悪魔化のひみつ……?
天使や悪魔が現実にいることを知る者はわずかだ。
差別してしまう者もいれば、彼らの存在を受け入れるための基盤を作るべくコミュニティを築いた器の広い者も、当然いる。
後者に当たる物好きが異文化交流の場としても経営しているのが、システィーナたちが行きつけの店とする路地裏のバーだ。
妖しげながらもしゃれた雰囲気を醸し出していた。
「お客さーん、その辺にしときなよ〜……」
「うっっっっさ! 自己管理くらいできらぁ!」
彼女たちが友梨那と別れた後の晩。
酒を浴びるように呷る彼女を見たマスターが心配するも、当のシスティーナは知らん顔だ。
ビールのジョッキをカウンター席のテーブルに叩きつけたため、ひどい酔い方と合わさって周りをドン引きさせた。
「マナちゃんにイヴちゃんよお! かーっ! なぁ〜〜〜〜に余計なことしてくれてんだこのクソ天使ども!! あいつはこのシスティーナ様と契約して、眷属になってくれるかもしれなかったんだぞ!? へたっぴちゃんのあたしを支えてくれる名コンビ結成できた可能性もあったのになあああああ〜〜〜〜〜〜ッ!! あたしに合わせて悪魔化を治すフリしてくれると思ってたのに、ホントのマジで治しやがってよおおおおおおッ!! 正義のヒロイン野郎のあんたたちにはあたしの苦労なんてわかんないでしょうねえ!!」
おそらくこう言いたかったのだろうが、途中から呂律が回らなくなっており、マナエルやイーヴリンをはじめ、周りの者にはありえないほど汚く醜い罵声を発し続けているようにしか聞こえなかった。
「ダメだわこりゃ。こいつ既に少し錯乱している」
バケツに入れた水を借りて、頭上からぶっかけ黙らせると……イーヴリンはため息混じりに酔っ払いの大悪魔のことを分析した。

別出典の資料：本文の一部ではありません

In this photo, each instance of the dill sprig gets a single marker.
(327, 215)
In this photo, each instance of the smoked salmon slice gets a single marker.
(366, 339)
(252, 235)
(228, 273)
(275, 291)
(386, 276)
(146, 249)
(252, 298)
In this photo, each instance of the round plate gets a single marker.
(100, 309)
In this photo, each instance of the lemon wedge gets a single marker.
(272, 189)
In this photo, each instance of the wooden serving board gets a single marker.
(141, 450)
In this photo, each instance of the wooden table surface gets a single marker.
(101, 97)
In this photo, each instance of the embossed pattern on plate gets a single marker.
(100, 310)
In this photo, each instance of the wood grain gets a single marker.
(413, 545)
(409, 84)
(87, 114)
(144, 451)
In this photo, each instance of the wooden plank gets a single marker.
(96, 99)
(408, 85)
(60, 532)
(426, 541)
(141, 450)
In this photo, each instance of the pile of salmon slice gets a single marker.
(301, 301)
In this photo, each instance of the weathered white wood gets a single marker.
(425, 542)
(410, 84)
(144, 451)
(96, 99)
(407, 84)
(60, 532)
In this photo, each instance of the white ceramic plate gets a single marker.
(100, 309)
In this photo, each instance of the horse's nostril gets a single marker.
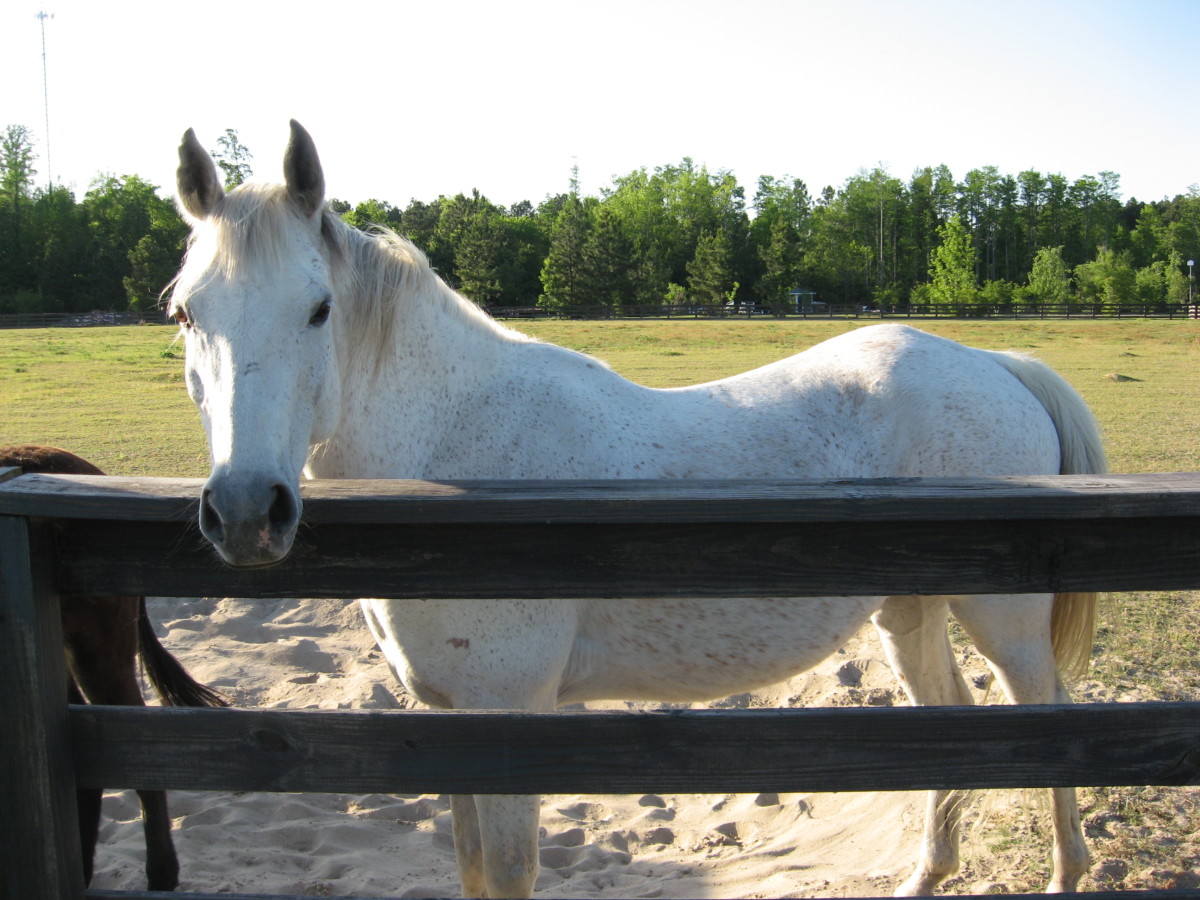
(211, 525)
(282, 513)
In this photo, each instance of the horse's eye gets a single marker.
(322, 316)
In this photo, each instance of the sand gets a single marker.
(318, 654)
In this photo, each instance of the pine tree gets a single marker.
(953, 265)
(563, 275)
(606, 262)
(711, 276)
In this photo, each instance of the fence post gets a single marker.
(39, 828)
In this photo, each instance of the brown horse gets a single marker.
(103, 637)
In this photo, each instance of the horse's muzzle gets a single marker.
(251, 521)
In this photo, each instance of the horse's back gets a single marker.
(880, 401)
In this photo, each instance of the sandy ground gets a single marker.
(318, 654)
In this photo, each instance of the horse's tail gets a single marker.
(165, 672)
(1081, 453)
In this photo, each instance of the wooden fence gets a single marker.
(528, 539)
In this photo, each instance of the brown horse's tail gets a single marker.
(165, 672)
(1081, 453)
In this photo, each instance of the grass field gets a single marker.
(115, 395)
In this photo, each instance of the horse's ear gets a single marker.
(301, 171)
(197, 178)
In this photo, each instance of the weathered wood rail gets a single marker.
(67, 534)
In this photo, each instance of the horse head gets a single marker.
(256, 306)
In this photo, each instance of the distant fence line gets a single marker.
(82, 319)
(855, 311)
(831, 311)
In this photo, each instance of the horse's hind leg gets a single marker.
(102, 646)
(912, 630)
(1013, 634)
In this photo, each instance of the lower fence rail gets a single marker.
(705, 751)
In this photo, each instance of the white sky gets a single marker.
(415, 100)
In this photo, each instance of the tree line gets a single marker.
(679, 234)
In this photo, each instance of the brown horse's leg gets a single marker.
(101, 636)
(87, 807)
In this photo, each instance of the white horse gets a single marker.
(315, 348)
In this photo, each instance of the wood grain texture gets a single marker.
(708, 751)
(628, 501)
(40, 856)
(701, 559)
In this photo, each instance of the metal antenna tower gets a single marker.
(46, 97)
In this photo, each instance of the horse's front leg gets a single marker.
(508, 840)
(468, 847)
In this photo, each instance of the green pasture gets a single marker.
(115, 395)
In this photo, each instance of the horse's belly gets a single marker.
(688, 651)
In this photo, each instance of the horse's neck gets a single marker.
(399, 397)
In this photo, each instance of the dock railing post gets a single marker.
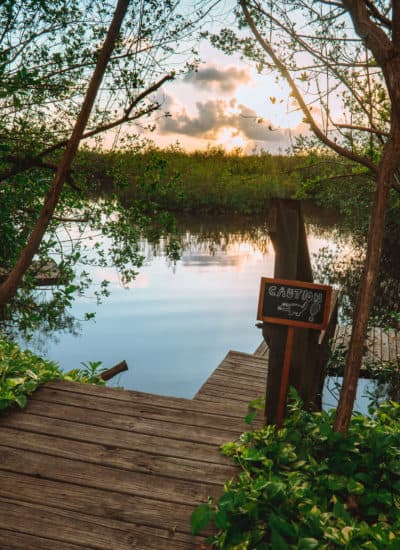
(292, 261)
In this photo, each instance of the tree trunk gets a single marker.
(10, 285)
(387, 167)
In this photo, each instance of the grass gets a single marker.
(211, 181)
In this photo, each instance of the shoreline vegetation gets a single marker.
(212, 181)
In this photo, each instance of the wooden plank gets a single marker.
(173, 403)
(113, 406)
(137, 461)
(220, 391)
(12, 540)
(80, 529)
(239, 378)
(135, 424)
(113, 438)
(103, 477)
(110, 504)
(262, 349)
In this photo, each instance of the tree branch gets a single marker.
(299, 98)
(9, 287)
(378, 15)
(363, 129)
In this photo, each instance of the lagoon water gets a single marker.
(176, 322)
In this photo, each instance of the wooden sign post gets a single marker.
(294, 304)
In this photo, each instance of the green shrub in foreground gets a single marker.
(22, 372)
(305, 486)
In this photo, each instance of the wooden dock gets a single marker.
(95, 467)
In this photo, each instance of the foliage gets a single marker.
(305, 486)
(211, 181)
(47, 53)
(22, 372)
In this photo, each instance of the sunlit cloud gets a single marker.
(222, 120)
(216, 79)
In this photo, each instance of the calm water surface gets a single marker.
(175, 323)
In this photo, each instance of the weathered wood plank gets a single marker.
(144, 410)
(173, 403)
(82, 530)
(135, 424)
(108, 455)
(239, 378)
(103, 504)
(12, 540)
(110, 437)
(103, 477)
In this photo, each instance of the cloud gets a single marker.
(216, 79)
(217, 114)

「手違いだったから治して、おねがーい♪ って、頼まれてませんでしたっけ? 友達として私恥ずかしいわ……」
「それより! ……システィーナが言いたいのって、そんなおバカなことじゃないでしょ!」
「雰囲気が似てたって話だったわね。魔界の女王陛下に」
気が立っていたシスティーナを落ち着かせ仕切り直しをしたタイミングで、話題は友梨那が知らぬところで密かに相談していた件へと変わっていく。
「う、うん? 確かにあの友梨那の姿は、【デーモンクイーン】様に似てた。イヴちゃんはどう?」
「私には【アスモデウス】様にも似ているように見えたかな」
両者がその名を話題に出したものたちは、どちらも魔界においてとても高位な身分についている悪魔で、女の視点から見て魅力的な女であるとだけ、記しておく。
「どちらにしても、何かしら近かったというわけですね」
「もう何が何だか……ウアーッ」
「飲みすぎで頭が働かないんだねぇ。お水とお薬飲んできてちょーだい」
まだ荒れている友を見て、気遣うイーヴリン。だが、誰の手元にも酔い止めはない。
「……それだけじゃない……。あの子がよからぬ連中に狙われる可能性もあるから、契約しときたかったの」
「眷属にすることで守りたかったと?」
「かぁーん違いしないでもらえる? あの子を守りたいんじゃなくて、ペットやおもちゃのようにしてやりたかったのよ。それに、あーんなおバカだけど面白い子を他のやつらにとられちゃうのが嫌なだけ!」
これも悪魔らしさというものか、悪びれもせずにシスティーナは堂々とその独占欲を打ち明けた。彼女としては、しんみりしたところを長々と見せたくなかったのもあったが。
「あんた方も大変だよなアー。まあ気張りな」
「ねえマスター、今身内と喋ったことはくれぐれもご内密に……。ね?」
「しーっ」と顔の前で人差し指を立てながら、システィーナはこの店のマスターを脅迫……もとい、彼と約束を交わした。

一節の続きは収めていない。